An antelope is at a distance of 20.0 m from a converging lens of focal length 27.0 cm. The lens forms an image of the animal.
(a) If the antelope runs away from the lens at a speed of 4.10 m/s, how fast does the image move? mm/s

Answer 1

Solution: From the question we have

An antelope is at a distance of 20.0 m from a converging lens of focal length 27.0 cm

The lens forms an image of the animal.

To find: If the antelope runs away from the lens at a speed of 4.10 m/s, how fast does the image move? mm/s

Let:
u be the object distance,
v be the image distance,
f be the focal length.

With Real is Positive sign convention:
1 / u + 1 / v = 1 / f ...(1)
1 / 20.0 + 1 / v = 1 / 0.27
1 / v = 1 / 0.27 - 1 / 20.0
1 / v = 3.65 m^(- 1)

That's a real image on the opposite side of the lens from the antelope.

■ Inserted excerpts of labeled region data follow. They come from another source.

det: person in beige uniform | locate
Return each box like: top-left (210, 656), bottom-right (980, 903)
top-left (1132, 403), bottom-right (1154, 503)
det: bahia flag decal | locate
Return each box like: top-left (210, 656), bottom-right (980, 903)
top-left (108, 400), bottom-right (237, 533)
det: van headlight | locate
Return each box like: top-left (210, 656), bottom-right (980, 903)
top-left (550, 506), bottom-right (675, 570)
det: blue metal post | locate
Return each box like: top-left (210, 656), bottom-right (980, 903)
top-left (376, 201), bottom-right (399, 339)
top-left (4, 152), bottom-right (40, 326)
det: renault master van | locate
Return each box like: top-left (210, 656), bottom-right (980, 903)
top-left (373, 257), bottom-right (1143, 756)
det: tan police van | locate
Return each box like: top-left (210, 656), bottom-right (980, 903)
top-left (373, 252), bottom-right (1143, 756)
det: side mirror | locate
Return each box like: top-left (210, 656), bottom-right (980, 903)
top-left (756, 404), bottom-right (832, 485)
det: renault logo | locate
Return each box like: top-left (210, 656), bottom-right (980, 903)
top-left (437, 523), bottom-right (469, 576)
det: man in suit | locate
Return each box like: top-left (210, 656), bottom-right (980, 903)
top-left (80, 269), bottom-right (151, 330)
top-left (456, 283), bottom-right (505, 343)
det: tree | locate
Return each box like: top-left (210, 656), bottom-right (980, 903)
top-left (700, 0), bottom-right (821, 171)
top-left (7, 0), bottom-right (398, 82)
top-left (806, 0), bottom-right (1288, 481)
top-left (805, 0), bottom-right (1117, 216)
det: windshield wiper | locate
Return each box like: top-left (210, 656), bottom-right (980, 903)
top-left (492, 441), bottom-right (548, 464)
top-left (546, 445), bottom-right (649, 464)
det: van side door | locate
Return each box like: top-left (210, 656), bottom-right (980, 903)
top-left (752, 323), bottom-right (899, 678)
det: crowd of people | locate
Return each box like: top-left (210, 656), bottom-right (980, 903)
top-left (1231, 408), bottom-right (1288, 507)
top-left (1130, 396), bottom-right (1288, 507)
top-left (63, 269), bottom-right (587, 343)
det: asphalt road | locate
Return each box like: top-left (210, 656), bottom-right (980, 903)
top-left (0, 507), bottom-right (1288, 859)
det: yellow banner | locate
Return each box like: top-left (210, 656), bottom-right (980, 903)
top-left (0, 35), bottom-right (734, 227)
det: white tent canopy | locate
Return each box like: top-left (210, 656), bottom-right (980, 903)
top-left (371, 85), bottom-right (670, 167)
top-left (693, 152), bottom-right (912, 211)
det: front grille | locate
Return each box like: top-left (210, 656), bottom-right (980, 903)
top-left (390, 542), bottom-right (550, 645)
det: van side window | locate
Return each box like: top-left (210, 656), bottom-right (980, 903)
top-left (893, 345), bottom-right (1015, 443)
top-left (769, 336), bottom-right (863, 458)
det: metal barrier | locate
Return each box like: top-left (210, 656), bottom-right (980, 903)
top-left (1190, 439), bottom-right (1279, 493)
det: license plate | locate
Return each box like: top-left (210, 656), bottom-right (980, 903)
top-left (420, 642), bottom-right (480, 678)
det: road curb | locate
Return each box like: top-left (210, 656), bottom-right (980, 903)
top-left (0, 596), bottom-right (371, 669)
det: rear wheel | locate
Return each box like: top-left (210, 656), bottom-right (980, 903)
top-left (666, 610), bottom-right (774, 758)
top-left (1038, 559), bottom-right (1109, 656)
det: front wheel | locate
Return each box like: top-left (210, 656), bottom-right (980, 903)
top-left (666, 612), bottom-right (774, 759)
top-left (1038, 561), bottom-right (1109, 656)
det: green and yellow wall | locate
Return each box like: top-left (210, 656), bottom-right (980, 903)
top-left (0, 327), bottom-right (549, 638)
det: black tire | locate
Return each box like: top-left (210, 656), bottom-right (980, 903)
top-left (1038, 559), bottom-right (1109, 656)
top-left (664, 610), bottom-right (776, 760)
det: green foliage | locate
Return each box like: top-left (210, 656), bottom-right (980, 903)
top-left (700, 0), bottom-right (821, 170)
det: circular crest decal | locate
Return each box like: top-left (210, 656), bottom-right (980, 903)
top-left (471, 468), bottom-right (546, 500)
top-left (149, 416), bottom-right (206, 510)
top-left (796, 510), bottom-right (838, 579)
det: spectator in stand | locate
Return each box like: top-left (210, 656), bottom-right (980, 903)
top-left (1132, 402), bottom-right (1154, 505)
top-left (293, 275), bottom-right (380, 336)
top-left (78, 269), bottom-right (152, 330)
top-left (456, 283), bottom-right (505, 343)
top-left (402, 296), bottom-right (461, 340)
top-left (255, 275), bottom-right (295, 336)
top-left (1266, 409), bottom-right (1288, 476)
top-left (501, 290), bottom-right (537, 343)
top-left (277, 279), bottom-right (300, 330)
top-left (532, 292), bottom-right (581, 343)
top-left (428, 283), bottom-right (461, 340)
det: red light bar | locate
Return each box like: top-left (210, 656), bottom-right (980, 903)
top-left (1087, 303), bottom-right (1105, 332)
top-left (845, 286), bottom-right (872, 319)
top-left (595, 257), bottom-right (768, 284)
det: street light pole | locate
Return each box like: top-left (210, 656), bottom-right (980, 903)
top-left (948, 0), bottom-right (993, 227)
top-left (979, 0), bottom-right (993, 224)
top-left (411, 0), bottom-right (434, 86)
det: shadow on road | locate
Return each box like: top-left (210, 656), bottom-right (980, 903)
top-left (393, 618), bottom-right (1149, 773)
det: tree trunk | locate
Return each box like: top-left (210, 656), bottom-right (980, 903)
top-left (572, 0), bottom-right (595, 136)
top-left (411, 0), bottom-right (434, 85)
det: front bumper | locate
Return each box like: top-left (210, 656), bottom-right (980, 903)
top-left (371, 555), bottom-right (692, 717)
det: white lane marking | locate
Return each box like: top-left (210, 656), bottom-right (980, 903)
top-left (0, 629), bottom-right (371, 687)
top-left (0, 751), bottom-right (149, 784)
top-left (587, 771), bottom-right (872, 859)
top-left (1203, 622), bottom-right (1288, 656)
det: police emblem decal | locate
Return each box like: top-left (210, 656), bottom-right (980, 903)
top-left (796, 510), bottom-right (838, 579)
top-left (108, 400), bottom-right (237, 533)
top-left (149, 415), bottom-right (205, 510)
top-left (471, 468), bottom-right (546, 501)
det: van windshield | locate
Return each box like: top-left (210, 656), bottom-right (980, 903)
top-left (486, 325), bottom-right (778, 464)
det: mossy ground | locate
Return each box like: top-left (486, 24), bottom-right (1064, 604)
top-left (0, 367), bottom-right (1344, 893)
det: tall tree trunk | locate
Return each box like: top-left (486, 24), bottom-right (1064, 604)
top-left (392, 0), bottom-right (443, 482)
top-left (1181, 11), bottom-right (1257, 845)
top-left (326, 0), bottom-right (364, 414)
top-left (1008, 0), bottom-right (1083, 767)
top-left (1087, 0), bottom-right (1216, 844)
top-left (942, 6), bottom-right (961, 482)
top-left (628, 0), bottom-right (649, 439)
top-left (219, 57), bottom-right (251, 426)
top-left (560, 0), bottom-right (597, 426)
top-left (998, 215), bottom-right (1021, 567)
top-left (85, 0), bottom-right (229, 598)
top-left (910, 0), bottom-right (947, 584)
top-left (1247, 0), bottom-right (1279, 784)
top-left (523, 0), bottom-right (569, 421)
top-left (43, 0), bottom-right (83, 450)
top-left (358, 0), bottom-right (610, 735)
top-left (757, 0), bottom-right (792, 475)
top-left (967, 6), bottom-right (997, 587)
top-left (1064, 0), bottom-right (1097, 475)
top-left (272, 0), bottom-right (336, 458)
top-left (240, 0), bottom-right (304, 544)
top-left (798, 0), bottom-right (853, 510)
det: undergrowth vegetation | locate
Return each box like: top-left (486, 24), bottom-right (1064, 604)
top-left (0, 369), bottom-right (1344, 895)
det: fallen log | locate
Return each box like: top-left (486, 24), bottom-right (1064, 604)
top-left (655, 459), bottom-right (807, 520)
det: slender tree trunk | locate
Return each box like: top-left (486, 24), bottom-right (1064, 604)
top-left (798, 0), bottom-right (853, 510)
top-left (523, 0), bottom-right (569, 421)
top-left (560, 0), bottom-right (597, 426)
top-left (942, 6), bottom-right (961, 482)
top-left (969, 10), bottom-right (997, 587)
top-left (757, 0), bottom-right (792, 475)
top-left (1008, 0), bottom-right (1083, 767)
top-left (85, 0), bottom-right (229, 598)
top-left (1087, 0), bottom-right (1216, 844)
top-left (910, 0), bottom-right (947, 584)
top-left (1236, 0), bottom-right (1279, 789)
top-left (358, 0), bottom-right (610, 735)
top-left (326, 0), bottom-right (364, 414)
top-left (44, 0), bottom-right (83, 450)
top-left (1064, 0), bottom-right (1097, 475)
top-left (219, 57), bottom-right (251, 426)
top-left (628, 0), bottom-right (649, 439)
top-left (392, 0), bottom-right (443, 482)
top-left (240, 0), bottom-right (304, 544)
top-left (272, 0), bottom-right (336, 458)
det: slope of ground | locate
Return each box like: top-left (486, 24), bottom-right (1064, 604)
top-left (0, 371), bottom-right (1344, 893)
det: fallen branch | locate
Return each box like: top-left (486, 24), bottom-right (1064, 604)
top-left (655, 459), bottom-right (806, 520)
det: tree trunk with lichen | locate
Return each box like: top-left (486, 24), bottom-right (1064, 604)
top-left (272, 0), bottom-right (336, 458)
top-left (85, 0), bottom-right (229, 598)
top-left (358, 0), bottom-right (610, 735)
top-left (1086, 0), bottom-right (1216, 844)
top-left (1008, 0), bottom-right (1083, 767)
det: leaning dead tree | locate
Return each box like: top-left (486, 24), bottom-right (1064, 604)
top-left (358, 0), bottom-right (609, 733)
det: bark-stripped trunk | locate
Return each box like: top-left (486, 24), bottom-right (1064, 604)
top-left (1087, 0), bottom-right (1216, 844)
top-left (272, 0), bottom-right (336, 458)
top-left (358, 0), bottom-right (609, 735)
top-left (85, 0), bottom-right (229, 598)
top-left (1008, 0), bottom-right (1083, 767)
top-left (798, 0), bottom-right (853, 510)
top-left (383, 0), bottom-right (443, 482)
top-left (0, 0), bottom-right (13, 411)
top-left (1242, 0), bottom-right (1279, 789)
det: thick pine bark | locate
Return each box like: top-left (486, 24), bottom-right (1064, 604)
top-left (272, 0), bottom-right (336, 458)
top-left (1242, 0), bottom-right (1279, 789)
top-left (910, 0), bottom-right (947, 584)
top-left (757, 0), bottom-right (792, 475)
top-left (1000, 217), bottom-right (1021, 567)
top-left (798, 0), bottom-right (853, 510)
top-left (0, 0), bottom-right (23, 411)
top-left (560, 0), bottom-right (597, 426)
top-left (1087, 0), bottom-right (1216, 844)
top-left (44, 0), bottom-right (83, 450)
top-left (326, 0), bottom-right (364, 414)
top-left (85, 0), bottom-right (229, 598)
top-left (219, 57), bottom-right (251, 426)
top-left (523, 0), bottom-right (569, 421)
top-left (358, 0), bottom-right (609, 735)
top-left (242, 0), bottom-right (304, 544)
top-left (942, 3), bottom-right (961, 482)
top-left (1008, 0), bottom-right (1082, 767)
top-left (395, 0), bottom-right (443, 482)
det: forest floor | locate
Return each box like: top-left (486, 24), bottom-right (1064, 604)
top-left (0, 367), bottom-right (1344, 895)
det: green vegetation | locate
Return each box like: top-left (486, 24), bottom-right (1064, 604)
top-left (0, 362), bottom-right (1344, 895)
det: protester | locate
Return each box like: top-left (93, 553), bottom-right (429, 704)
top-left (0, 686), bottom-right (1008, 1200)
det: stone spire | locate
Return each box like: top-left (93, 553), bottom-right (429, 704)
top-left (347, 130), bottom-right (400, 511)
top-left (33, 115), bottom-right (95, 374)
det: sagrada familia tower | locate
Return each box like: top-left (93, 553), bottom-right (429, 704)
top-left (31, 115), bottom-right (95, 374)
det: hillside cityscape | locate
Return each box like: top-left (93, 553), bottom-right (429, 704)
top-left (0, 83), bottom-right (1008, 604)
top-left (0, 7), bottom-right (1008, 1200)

Differentiating (1) with respect to time:
- (1 / u^2)(du / dt) - (1 / v^2)(dv / dt) = 0
dv / dt = - (v^2 / u^2)(du / dt)

Putting du / dt = - 4.10 m/s, v = 3.65 m, u = 20.0 m:
dv / dt = - [ (3.65)^2 / 20^2 ](- 4.10)
= 0.136 m/sec.=136.55mm/sec to 3 sig. fig.

As dv / dt > 0, v is increasing, and the image is moving away from the lens.